La firma suiza nos propone un viaje a la Antigüedad a través de las obras maestras de cuatro culturas que sentaron las bases del mundo moderno: el Antiguo Egipto, el Imperio asirio, la Grecia clásica y el Imperio romano.
Cuatro ediciones muy exclusivas y con rigor histórico
El resultado de esta expedición cultural son cuatro modelos limitados a tan solo 15 piezas cada uno. Lo más sorprendente de este proyecto es la obsesión por la autenticidad histórica. Trabajando codo con codo con los conservadores del Louvre, los artesanos de Vacheron Constantin han replicado la estética de las obras originales y han utilizado piedras y materiales de la misma procedencia y naturaleza que los empleados hace miles de años.
Un rompecabezas de oficios ancestrales
La esfera de cada uno de estos relojes es una auténtica proeza técnica y estética, concebida como un puzle donde cada pieza debe encajar a la perfección sin alterar el trabajo de los demás artesanos. En el centro de la platina de oro se erige la efigie representativa de cada civilización, rodeada de ornamentos y frisos que resumen las artes decorativas de su época.
Para lograr este nivel de detalle, la firma relojera ha desplegado nueve oficios decorativos de extrema complejidad; entre ellos destacan la glíptica y la escultura, que consisten en el delicado arte de tallar piedras duras y darles volumen trabajando bajo un microscopio para crear figuras centrales hiperrealistas. A esto se suma el uso del micromosaico y la marquetería, basados en el ensamblaje de diminutas teselas de vidrio o finas láminas de madera y metales preciosos -a veces delimitadas por hilos de oro, como en la técnica cloisonné- para formar patrones llenos de textura.
El color y la profundidad se logran mediante el esmaltado y la pintura en miniatura, donde los polvos de cristal se funden a altas temperaturas para conseguir tonos y paisajes inalterables al paso del tiempo. Por último, el grabado y la doradura aportan el toque final a través de incisiones milimétricas sobre el metal y la aplicación de finísimas hojas de oro puro que dotan a la esfera de un brillo y contraste inigualables.
El corazón mecánico
Vacheron Constantin ha equipado estos modelos con su Calibre de Manufactura 2460 G4/2, un movimiento automático que elimina las tradicionales agujas centrales.
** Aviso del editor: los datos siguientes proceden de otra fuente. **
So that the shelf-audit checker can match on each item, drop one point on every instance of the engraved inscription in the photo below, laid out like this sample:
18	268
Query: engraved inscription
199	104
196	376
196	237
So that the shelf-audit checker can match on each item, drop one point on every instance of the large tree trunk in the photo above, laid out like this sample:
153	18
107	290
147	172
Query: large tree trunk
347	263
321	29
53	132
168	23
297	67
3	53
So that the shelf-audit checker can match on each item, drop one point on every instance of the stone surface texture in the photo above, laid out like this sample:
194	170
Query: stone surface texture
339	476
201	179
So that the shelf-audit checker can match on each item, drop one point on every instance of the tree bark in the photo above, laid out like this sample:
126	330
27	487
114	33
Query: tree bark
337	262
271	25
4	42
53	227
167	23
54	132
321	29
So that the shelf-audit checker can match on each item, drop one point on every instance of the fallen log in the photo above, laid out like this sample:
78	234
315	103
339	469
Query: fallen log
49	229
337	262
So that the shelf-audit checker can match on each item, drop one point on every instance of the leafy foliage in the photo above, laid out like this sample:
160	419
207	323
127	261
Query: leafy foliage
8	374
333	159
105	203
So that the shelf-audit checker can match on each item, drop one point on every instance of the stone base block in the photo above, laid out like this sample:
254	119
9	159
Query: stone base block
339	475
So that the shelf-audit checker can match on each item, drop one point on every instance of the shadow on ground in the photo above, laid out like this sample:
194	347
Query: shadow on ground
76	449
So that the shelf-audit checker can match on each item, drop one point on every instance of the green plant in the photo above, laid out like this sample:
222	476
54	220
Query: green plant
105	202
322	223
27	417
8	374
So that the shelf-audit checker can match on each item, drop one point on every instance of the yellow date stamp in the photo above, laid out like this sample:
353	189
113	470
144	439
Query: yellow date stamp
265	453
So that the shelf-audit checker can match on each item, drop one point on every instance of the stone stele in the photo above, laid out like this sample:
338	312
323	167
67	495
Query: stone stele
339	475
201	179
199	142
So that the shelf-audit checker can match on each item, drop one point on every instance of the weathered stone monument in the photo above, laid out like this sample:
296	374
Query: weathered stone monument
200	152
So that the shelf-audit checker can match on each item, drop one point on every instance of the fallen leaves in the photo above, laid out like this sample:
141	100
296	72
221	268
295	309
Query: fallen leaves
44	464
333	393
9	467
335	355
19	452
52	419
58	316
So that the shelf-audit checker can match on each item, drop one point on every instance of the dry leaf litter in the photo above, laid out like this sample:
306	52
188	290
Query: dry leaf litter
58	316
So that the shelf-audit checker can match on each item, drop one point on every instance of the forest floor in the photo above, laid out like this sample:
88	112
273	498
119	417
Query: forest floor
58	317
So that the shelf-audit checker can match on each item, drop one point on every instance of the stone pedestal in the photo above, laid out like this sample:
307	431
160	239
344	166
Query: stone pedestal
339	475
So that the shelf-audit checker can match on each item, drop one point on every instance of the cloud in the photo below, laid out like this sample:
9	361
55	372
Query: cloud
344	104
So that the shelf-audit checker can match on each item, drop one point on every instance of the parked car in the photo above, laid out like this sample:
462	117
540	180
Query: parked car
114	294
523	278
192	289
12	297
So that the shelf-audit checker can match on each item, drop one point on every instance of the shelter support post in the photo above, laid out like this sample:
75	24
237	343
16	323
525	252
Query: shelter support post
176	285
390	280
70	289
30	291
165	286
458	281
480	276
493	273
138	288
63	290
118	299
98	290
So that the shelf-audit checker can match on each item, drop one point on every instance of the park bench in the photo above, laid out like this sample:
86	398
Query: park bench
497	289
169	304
En su lugar, la hora, los minutos, el día y la fecha se leen a través de cuatro discretas ventanillas situadas en la periferia de la esfera, cuyos discos cambian de color para integrarse con la decoración de cada modelo.
A pesar de su complejidad (consta de 237 componentes y ofrece 40 horas de reserva de marcha), el movimiento tiene un grosor de apenas 6,05mm. Avalado por el prestigioso Punzón de Ginebra, el reverso del reloj esconde un último tributo: a través del cristal de zafiro se puede admirar la masa oscilante, estampada con un exquisito grabado a mano de la icónica fachada oriental del museo del Louvre.